Your RPi wi-fi chip is busted. Switch to ethernet connection and Hassio will behave normally.

I’m doing an informal poll related to this issue. Did you purchase your RPi as part of a Vilros kit?

Have never used Wifi on RPi and still had the issue. I got rid of a bunch of services and things I didn’t need and the problem disappeared. I think its related to certain services, but can’t prove that.

Neither of you two got further with logging/mem usage? Did nothing come of the memory issue comments above?

I have nmap_tracker and zwave set up, it was happening with just those.

Recently moved and haven’t had a chance to run ethernet, this will be the longer-term goal. For now I’m just getting started and feeling the waters but would very much like it to be working reasonably reliably.

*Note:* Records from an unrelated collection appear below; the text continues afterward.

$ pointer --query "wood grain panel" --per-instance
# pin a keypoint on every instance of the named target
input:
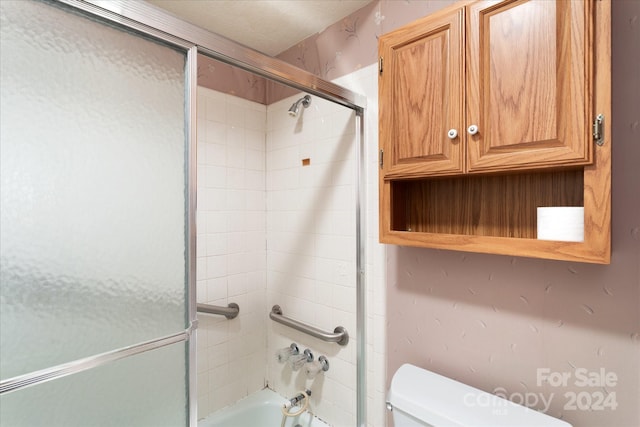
(498, 206)
(527, 85)
(421, 97)
(420, 83)
(521, 104)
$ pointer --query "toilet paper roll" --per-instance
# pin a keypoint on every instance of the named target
(565, 224)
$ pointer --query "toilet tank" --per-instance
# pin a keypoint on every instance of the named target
(421, 398)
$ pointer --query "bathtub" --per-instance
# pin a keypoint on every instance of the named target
(262, 409)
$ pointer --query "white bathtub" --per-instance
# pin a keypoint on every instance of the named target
(259, 409)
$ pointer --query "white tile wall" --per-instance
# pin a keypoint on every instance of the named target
(311, 244)
(231, 241)
(272, 231)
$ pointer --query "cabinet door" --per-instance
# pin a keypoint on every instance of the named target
(421, 97)
(527, 84)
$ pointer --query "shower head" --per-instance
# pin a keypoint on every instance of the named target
(295, 107)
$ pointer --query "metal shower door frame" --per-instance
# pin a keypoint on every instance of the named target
(144, 18)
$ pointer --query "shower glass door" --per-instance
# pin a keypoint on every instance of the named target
(94, 226)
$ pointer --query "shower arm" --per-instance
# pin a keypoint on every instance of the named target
(338, 336)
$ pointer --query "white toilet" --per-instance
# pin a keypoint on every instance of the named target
(420, 398)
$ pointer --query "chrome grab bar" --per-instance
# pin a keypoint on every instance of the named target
(339, 334)
(230, 312)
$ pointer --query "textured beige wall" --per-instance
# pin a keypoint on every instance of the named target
(494, 321)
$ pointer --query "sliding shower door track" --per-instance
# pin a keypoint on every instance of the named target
(84, 364)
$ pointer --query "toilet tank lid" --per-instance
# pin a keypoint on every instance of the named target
(439, 400)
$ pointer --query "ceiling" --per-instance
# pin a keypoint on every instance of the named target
(268, 26)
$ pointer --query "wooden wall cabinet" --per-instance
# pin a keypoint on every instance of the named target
(486, 112)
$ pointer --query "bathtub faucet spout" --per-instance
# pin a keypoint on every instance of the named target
(294, 400)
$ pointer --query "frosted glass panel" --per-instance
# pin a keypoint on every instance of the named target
(92, 188)
(148, 389)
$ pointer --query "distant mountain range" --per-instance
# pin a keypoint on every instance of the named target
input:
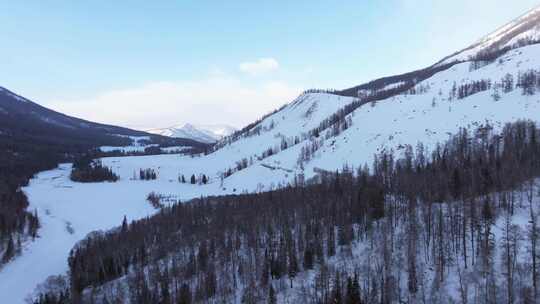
(201, 133)
(27, 121)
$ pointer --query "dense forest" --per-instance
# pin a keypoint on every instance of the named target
(87, 170)
(423, 220)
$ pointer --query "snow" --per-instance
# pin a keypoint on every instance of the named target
(201, 133)
(523, 27)
(389, 124)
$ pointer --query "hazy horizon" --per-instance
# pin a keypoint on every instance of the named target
(215, 63)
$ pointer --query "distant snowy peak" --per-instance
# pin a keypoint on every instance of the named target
(12, 95)
(521, 30)
(201, 133)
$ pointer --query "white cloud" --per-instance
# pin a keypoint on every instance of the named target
(216, 99)
(261, 66)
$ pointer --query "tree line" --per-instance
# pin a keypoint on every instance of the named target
(424, 212)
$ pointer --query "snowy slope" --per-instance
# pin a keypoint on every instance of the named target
(201, 133)
(389, 124)
(427, 116)
(526, 27)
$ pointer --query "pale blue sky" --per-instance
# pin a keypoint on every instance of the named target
(96, 58)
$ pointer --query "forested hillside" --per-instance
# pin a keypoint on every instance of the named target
(458, 223)
(34, 138)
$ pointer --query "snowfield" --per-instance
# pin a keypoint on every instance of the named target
(69, 211)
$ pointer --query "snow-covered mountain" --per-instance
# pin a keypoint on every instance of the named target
(24, 119)
(521, 30)
(317, 132)
(201, 133)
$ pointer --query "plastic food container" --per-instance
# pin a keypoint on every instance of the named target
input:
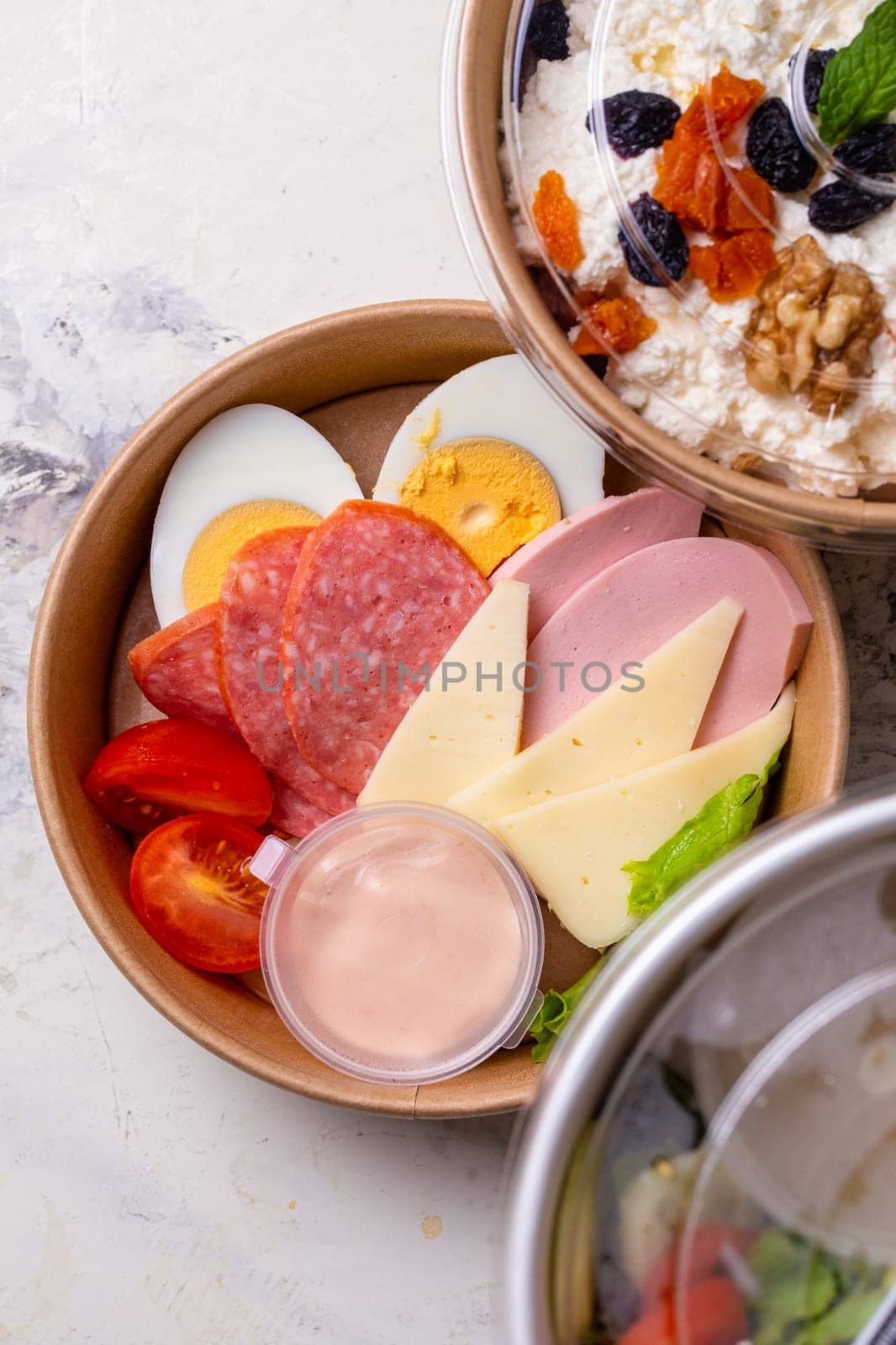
(488, 67)
(716, 1127)
(401, 943)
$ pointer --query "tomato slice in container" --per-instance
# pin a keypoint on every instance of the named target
(709, 1313)
(159, 770)
(707, 1251)
(192, 889)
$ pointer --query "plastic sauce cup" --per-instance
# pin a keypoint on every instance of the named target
(401, 943)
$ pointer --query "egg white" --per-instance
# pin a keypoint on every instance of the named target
(499, 398)
(246, 454)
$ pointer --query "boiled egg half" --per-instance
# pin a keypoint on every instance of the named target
(248, 471)
(493, 459)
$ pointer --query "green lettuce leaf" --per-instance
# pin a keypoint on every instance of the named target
(555, 1013)
(804, 1295)
(725, 820)
(860, 81)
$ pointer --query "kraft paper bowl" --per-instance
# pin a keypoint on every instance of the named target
(354, 376)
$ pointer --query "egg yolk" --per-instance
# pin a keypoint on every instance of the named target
(488, 494)
(219, 540)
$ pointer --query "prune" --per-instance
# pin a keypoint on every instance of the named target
(660, 233)
(840, 206)
(598, 365)
(636, 121)
(814, 71)
(775, 151)
(548, 31)
(871, 151)
(553, 299)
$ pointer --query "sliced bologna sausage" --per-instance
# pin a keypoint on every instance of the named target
(250, 611)
(564, 557)
(380, 593)
(629, 611)
(175, 669)
(293, 813)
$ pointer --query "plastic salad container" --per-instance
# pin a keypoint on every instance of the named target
(712, 1156)
(401, 943)
(736, 342)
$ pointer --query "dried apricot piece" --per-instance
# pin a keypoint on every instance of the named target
(730, 98)
(620, 323)
(557, 221)
(735, 268)
(750, 202)
(708, 195)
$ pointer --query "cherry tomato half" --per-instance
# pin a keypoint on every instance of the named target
(710, 1313)
(159, 770)
(705, 1253)
(192, 888)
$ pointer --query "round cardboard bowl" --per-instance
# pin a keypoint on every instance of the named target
(472, 107)
(354, 376)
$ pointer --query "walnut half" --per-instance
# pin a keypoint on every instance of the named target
(811, 330)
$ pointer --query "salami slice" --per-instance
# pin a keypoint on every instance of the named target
(378, 596)
(250, 611)
(293, 814)
(175, 669)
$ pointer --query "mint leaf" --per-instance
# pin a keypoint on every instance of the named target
(723, 820)
(555, 1013)
(860, 81)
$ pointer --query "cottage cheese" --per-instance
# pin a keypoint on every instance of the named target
(689, 378)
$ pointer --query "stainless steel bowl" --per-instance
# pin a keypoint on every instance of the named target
(561, 1150)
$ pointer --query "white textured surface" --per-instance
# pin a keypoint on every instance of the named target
(179, 179)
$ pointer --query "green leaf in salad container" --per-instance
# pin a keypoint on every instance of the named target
(804, 1295)
(720, 825)
(844, 1322)
(555, 1013)
(860, 81)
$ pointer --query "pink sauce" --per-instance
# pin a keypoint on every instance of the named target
(398, 943)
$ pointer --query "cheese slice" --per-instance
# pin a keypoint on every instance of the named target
(573, 847)
(467, 721)
(619, 731)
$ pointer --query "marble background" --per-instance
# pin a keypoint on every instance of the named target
(179, 179)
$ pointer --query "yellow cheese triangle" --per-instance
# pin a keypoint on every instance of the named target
(619, 731)
(575, 847)
(467, 723)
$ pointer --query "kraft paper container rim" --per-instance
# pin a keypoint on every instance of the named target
(91, 585)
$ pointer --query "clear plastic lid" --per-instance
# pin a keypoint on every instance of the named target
(400, 943)
(744, 1165)
(734, 269)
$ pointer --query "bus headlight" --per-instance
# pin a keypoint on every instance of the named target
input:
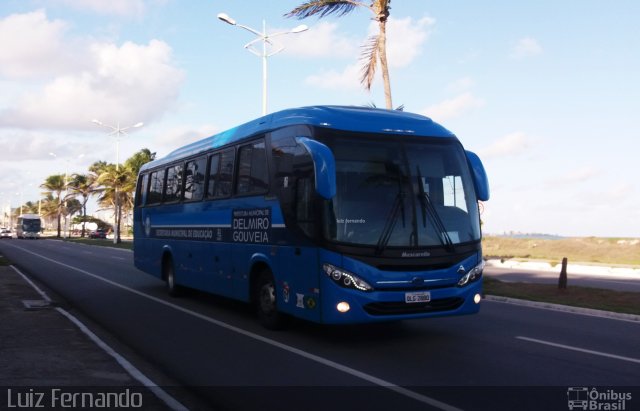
(474, 274)
(345, 279)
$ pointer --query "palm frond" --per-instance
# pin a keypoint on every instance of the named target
(369, 58)
(322, 8)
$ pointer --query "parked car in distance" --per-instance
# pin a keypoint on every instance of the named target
(98, 234)
(5, 233)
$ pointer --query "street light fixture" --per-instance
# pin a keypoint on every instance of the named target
(117, 131)
(265, 38)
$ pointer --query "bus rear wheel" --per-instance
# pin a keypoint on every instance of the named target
(266, 303)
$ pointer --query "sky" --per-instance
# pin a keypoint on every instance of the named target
(547, 93)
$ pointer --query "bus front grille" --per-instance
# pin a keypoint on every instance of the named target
(398, 308)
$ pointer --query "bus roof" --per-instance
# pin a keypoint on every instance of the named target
(348, 118)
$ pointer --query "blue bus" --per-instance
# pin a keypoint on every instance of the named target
(327, 213)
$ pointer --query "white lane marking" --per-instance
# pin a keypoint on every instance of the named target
(583, 350)
(321, 360)
(171, 402)
(567, 309)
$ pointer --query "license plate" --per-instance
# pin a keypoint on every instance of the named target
(417, 297)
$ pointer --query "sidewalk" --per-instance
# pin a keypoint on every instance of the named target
(45, 355)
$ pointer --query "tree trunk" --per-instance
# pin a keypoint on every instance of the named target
(382, 49)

At this point I’ve got half a mind to set up a Pi2 with nmap_tracker and point it at this one to see how long it’s up for each time. I might also stick a scope on the power pin to see if there are still local brownouts, I know my supply has plenty of current capacity, but the line regulation might not be great for fast switching loads, worth a shot?
Unfortunately it seems they left U19 (which is the chip that appears to be connected to the antenna) off the schematics, so we won’t be getting many clues from there. I did see some Rpi forums talk about catching catching an undervoltage condition and displaying it to the screen, might be worth seeing if it’s something that can be incorporated into the logs?

I got it via Digi-key.ca, and use a separate power supply.

Hello, I have the exact same issue
Basically, raspberry doesn’t respond anymore (front, ssh, ping), leds are on, z-wave sensor keeps running in background…
I also have an official power supply with enough A and use wifi

Did you solve the issue or have a better understanding of it ?

Thanks in advance

Seems to be a software or hardware issue with the wi-fi onboard the Pi. Since switching to an Ethernet connection, I have not had the issues.